I put him about where I expected, I guess. If Damp wasn't here, he'd still be popping jumpers. I agree, unless he develops a low post game, I don't think he can evolve into much more than he is - and that's a big question.

His body is thin. Unless he's standing next to Bradley, it's impossible to think he could muscle up; and without more mass, he would get pushed around in the paint. I think he would be better served developing a nice hook and maybe a turn around. His game plan as far as match ups should remain: the threat of busting a J can draw bigs out to cover him, that's when he's got to take it to the hole hard...

...and don't cry after the play. :upset:


----------



## VeN (May 10, 2005)

and youll all be praising him next year, its sad...


----------



## xray (Feb 21, 2005)

VeN said:


> and youll all be praising him next year, its sad...
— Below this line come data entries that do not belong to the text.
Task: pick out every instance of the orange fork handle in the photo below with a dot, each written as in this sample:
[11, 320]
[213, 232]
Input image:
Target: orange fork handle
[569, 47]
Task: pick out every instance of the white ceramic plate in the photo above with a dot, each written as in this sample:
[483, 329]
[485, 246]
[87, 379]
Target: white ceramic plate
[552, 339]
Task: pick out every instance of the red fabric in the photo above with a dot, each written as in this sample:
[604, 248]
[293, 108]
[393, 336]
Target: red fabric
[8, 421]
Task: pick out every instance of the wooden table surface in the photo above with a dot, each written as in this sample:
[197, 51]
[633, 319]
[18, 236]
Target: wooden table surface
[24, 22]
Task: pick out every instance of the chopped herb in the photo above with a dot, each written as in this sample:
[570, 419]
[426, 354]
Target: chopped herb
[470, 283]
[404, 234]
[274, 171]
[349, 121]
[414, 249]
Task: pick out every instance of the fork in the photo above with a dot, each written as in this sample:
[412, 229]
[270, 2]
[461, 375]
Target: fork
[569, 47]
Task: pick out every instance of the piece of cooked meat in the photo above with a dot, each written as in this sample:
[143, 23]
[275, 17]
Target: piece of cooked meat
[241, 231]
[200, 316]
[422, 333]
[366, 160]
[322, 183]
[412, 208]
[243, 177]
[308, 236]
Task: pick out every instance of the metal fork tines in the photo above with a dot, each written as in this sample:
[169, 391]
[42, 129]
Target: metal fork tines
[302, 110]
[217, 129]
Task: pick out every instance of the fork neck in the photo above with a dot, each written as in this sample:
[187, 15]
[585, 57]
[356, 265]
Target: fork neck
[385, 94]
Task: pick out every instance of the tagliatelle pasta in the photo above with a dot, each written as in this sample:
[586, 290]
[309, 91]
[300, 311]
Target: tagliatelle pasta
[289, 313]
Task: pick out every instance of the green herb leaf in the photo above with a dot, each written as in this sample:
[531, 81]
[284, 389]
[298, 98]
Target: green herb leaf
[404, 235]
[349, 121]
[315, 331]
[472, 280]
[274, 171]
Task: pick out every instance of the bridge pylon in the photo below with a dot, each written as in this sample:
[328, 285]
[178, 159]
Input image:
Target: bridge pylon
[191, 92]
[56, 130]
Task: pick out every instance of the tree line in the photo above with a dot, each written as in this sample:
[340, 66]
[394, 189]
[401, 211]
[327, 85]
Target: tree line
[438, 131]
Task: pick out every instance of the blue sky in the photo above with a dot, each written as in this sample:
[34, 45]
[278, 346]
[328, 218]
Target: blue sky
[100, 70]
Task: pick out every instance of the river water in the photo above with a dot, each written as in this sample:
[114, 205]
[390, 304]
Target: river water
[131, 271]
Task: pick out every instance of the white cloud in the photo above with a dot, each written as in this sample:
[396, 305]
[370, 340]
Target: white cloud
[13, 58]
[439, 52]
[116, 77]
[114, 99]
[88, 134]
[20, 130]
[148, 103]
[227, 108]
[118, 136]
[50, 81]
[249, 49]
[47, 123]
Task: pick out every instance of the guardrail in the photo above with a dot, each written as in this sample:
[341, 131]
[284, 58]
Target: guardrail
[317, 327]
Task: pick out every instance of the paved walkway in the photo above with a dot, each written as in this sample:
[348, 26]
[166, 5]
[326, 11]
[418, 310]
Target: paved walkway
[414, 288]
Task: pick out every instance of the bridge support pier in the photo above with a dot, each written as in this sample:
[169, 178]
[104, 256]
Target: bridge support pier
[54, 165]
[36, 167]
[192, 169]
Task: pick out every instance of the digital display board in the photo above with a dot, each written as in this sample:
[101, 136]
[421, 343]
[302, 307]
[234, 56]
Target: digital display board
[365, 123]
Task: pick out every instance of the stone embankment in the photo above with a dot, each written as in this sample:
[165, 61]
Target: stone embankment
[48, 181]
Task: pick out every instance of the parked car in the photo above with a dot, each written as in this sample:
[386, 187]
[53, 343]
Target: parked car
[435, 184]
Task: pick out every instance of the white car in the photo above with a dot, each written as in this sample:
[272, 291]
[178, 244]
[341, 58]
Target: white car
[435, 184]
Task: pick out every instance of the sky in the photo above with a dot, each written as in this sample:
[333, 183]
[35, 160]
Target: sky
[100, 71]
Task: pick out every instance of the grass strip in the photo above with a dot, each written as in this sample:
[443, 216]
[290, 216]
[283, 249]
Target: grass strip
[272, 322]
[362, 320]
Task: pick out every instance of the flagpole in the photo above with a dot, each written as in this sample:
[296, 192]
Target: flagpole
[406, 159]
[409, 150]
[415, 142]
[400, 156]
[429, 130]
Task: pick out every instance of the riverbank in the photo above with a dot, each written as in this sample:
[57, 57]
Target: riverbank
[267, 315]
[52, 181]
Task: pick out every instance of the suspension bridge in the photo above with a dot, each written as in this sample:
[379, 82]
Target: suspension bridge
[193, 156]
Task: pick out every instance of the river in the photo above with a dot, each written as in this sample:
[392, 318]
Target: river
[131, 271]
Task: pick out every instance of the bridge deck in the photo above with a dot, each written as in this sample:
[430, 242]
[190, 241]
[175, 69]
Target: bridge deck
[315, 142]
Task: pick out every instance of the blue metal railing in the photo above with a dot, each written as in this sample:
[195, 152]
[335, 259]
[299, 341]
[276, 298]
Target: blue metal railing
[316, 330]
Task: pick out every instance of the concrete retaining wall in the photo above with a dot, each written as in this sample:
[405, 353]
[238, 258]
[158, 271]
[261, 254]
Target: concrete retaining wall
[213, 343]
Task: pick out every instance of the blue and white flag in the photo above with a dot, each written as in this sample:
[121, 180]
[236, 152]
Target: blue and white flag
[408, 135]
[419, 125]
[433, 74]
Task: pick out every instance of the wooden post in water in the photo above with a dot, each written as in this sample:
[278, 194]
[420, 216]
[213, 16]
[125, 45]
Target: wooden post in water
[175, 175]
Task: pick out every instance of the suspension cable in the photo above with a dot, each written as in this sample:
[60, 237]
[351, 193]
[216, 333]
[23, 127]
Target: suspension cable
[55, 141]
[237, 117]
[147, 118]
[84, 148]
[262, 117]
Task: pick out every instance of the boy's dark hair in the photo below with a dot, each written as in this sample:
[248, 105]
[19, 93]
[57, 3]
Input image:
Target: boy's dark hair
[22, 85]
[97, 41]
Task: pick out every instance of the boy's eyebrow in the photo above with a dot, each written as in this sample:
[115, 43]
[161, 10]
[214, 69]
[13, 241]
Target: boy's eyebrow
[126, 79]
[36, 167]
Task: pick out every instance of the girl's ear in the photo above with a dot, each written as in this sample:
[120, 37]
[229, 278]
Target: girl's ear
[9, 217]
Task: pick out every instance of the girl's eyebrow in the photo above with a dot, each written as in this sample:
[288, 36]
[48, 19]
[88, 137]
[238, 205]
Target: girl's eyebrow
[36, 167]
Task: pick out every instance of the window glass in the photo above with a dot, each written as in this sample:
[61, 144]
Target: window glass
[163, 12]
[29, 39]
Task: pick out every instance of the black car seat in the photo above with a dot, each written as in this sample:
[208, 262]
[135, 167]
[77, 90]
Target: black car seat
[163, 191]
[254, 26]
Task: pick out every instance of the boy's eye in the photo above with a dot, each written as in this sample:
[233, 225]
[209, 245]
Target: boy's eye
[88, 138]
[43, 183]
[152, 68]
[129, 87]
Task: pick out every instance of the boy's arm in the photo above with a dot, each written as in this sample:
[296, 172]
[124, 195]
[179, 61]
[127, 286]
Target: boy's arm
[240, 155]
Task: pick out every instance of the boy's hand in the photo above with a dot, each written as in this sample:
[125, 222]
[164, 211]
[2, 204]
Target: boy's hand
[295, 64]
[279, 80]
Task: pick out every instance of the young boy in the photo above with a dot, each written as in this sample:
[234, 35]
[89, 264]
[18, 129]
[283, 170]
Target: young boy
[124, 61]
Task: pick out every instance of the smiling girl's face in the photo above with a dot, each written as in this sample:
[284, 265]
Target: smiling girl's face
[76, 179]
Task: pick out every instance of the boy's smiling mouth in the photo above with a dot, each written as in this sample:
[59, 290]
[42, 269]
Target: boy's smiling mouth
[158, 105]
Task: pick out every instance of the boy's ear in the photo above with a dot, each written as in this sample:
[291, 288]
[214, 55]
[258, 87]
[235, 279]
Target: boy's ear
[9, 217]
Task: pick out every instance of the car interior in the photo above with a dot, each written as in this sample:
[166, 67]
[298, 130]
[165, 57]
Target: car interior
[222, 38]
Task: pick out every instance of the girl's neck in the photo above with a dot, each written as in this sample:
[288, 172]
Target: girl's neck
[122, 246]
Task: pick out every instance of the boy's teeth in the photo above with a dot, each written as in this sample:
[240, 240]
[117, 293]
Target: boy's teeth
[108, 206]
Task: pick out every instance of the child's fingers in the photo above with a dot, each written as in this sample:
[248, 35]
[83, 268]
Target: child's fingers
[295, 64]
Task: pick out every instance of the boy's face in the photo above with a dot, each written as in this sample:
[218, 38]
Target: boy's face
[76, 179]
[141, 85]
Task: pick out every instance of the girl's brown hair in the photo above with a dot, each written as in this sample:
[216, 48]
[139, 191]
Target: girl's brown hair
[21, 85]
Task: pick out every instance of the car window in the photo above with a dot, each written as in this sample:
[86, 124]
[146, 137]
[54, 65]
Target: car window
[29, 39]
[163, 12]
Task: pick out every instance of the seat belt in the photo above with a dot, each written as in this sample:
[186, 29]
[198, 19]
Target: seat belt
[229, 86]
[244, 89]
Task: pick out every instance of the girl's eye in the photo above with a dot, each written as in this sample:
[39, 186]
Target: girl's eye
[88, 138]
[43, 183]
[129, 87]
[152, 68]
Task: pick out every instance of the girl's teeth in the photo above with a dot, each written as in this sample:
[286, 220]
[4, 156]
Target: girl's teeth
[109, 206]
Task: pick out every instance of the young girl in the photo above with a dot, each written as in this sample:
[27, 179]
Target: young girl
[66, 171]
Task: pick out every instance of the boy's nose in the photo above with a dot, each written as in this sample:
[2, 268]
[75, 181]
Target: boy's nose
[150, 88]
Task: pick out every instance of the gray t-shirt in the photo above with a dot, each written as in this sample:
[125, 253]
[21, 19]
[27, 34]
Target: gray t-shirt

It's not sad. We're like coaches...we get mad when you know something needs to be addresed; when it's addressed, everything is peachy. :bsmile:


----------



## mike (Jun 11, 2002)

His numbers will go down and his whining will go up mark my word.


----------



## speedythief (Jul 16, 2003)

_Dre said:


> P.S.: This is an idea we "borrowed" from the Raptors board. Thanks guys!​


No problem little brother. I might've stolen it from somewhere else, I can't remember. Hence the screen name.


----------



## yavoon (Jul 2, 2005)

huge chokejob in the playoffs, what more is there to say? also showed signs of creating lockerroom tension by peddling off blame on other ppl. 

desperately needs a postgame coming into next year.


----------